El caso había despertado especial atención desde el primer momento. Jordan, de 32 años, fue reportado como desaparecido luego de que familiares encontraran su apartamento en Cwmbach con la PlayStation encendida, la puerta sin seguro y el teléfono móvil en el interior. Aquella escena desconcertante alimentó todo tipo de hipótesis y mantuvo viva la esperanza de que aún pudiera estar con vida.

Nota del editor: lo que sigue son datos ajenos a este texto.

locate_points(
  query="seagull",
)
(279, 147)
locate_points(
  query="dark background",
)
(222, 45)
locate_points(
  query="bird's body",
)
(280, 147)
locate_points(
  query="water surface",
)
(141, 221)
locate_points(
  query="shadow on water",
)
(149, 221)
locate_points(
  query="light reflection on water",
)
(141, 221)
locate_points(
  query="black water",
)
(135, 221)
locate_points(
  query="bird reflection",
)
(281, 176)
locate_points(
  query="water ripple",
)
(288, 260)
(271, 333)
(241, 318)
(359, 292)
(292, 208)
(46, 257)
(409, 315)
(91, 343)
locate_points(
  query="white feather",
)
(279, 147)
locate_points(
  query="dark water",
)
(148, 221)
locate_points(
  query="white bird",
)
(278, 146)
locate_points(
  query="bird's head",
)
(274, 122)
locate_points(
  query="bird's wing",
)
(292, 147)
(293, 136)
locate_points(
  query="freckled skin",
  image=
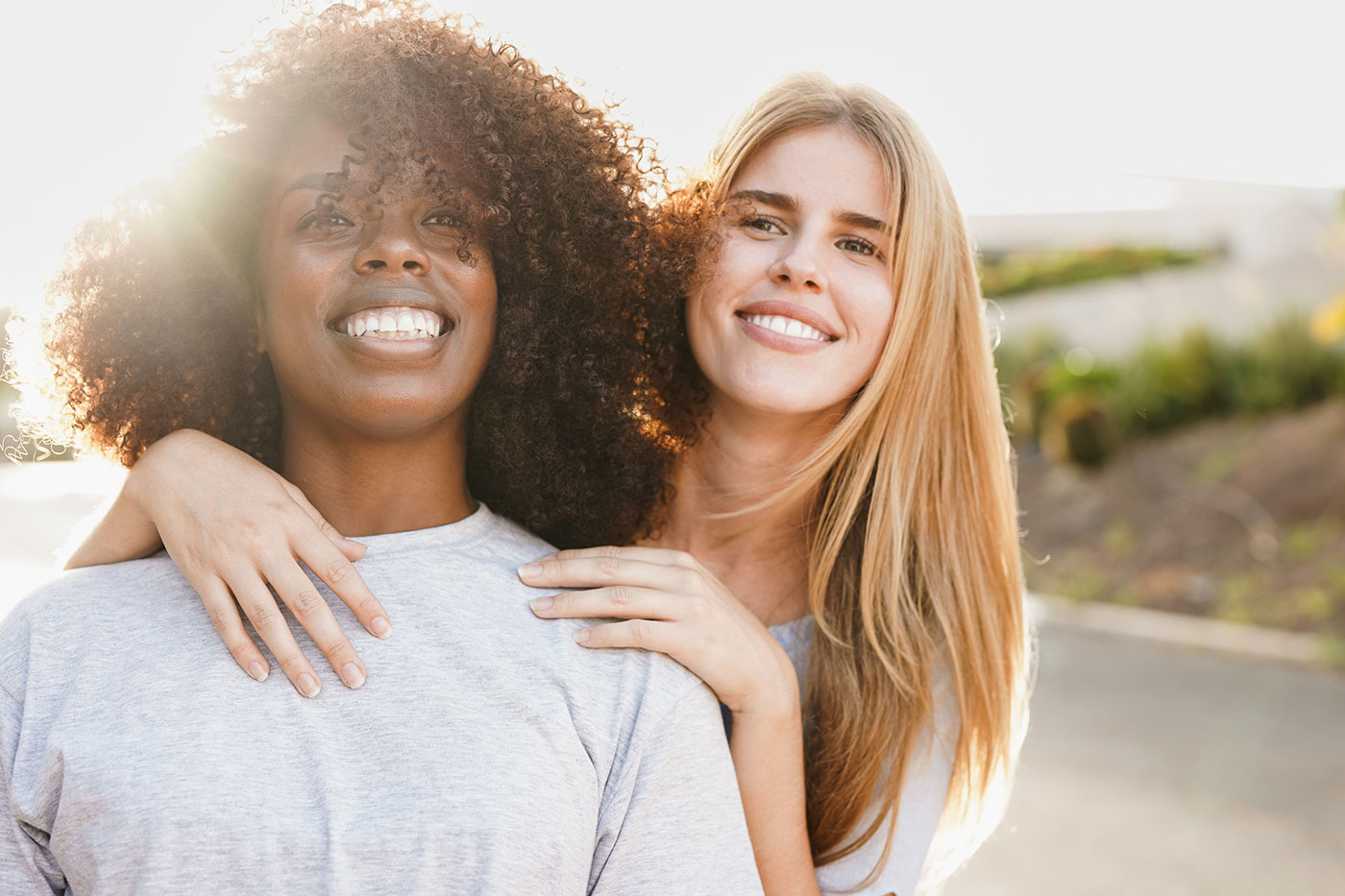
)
(809, 255)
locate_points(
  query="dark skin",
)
(374, 429)
(373, 425)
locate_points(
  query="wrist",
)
(775, 700)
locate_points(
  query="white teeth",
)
(393, 323)
(787, 327)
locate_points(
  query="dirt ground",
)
(1243, 520)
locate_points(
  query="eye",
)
(857, 245)
(443, 220)
(762, 224)
(325, 220)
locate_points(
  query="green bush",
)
(1015, 272)
(1082, 415)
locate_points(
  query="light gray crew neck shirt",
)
(487, 752)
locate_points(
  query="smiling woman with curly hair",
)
(409, 274)
(154, 323)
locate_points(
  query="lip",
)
(802, 314)
(387, 296)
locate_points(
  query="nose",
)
(797, 267)
(392, 247)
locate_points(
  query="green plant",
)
(1017, 272)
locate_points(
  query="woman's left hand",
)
(672, 606)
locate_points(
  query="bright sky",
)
(1035, 105)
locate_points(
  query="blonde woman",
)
(840, 556)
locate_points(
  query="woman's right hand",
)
(234, 526)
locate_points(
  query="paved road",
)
(1147, 768)
(1165, 771)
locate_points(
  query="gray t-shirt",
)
(487, 752)
(923, 792)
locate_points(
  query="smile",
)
(787, 327)
(397, 323)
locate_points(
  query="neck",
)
(759, 553)
(369, 486)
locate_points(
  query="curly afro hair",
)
(152, 325)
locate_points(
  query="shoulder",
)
(67, 615)
(71, 594)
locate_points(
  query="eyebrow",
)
(306, 182)
(784, 202)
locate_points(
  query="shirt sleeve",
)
(26, 864)
(672, 819)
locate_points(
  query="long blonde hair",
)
(914, 566)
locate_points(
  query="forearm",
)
(767, 748)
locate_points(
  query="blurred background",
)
(1159, 197)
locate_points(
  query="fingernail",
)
(352, 674)
(308, 685)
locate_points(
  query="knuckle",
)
(222, 617)
(639, 631)
(293, 665)
(264, 615)
(690, 580)
(306, 601)
(366, 607)
(340, 653)
(338, 569)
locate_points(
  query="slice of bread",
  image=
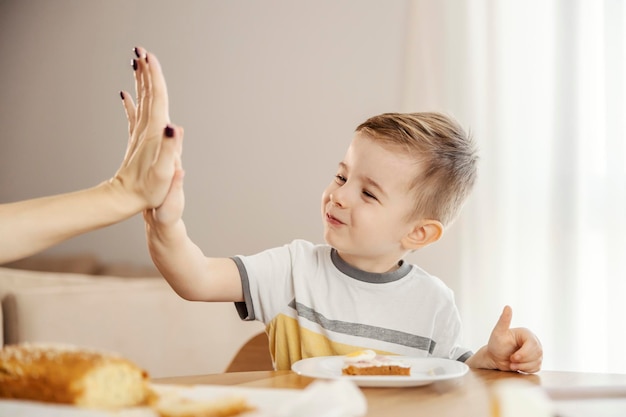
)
(71, 375)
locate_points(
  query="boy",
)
(403, 178)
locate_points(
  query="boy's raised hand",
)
(516, 349)
(152, 157)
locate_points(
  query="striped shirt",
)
(315, 304)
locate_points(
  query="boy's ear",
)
(423, 234)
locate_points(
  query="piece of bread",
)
(367, 362)
(70, 375)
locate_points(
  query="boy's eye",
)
(369, 195)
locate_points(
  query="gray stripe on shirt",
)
(364, 330)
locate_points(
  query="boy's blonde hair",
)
(445, 153)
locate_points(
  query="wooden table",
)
(575, 394)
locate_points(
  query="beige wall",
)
(269, 93)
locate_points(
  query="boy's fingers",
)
(504, 322)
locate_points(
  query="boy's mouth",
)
(333, 220)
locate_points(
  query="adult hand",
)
(154, 145)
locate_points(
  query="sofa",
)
(127, 309)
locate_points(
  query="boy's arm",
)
(192, 275)
(509, 349)
(142, 181)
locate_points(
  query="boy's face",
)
(365, 209)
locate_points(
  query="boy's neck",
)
(369, 264)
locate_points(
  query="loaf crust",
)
(70, 375)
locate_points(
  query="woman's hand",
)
(152, 157)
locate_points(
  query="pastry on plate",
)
(368, 362)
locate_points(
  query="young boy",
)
(403, 178)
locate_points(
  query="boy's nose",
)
(338, 198)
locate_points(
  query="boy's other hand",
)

Una búsqueda que se extendió por años
La policía clasificó oficialmente el hecho como una desaparición el 2 de agosto de 2019. Desde entonces, equipos de rescate, drones, perros rastreadores y voluntarios participaron en múltiples operativos en la zona, pero ninguno logró ubicar al joven.
En 2023, el caso recobró notoriedad tras aparecer en un programa de investigación de Channel Five, lo que generó nuevas expectativas entre la familia. Sin embargo, pese a la difusión mediática, no surgieron pistas relevantes.
Incluso las autoridades llegaron a sugerir que Jordan podría estar viviendo “fuera del sistema”, al no registrarse movimientos en sus cuentas bancarias ni tarjetas, algo que hizo crecer la angustia de sus allegados.
El hallazgo en Brecon Beacons
El giro definitivo ocurrió el 29 de agosto de 2025, cuando un excursionista encontró restos humanos en un área montañosa cercana a una presa. Semanas después, pruebas forenses confirmaron que correspondían a Jordan Moray.
La Policía de Gales del Sur aclaró que no existen indicios de un hecho criminal y que la muerte no es tratada como sospechosa, aunque el informe final aún está en proceso.
El adiós de la familia
La noticia fue compartida públicamente por Josh Moray, hermano del deportista, quien expresó en redes sociales la mezcla de dolor y alivio que siente su familia:
“Fue una gran pérdida en mi vida y siempre lo será. Ahora mis padres podrán enterrarlo. Te quiero, Jordan. Deseo volver a verte algún día, hermanito”.
Jordan, que este año habría cumplido 38 años, era recordado por sus seres queridos como un hombre apasionado por el deporte y muy unido a su familia. Para ellos, aunque el desenlace es doloroso, poder darle sepultura significa cerrar un capítulo marcado por la incertidumbre y la angustia.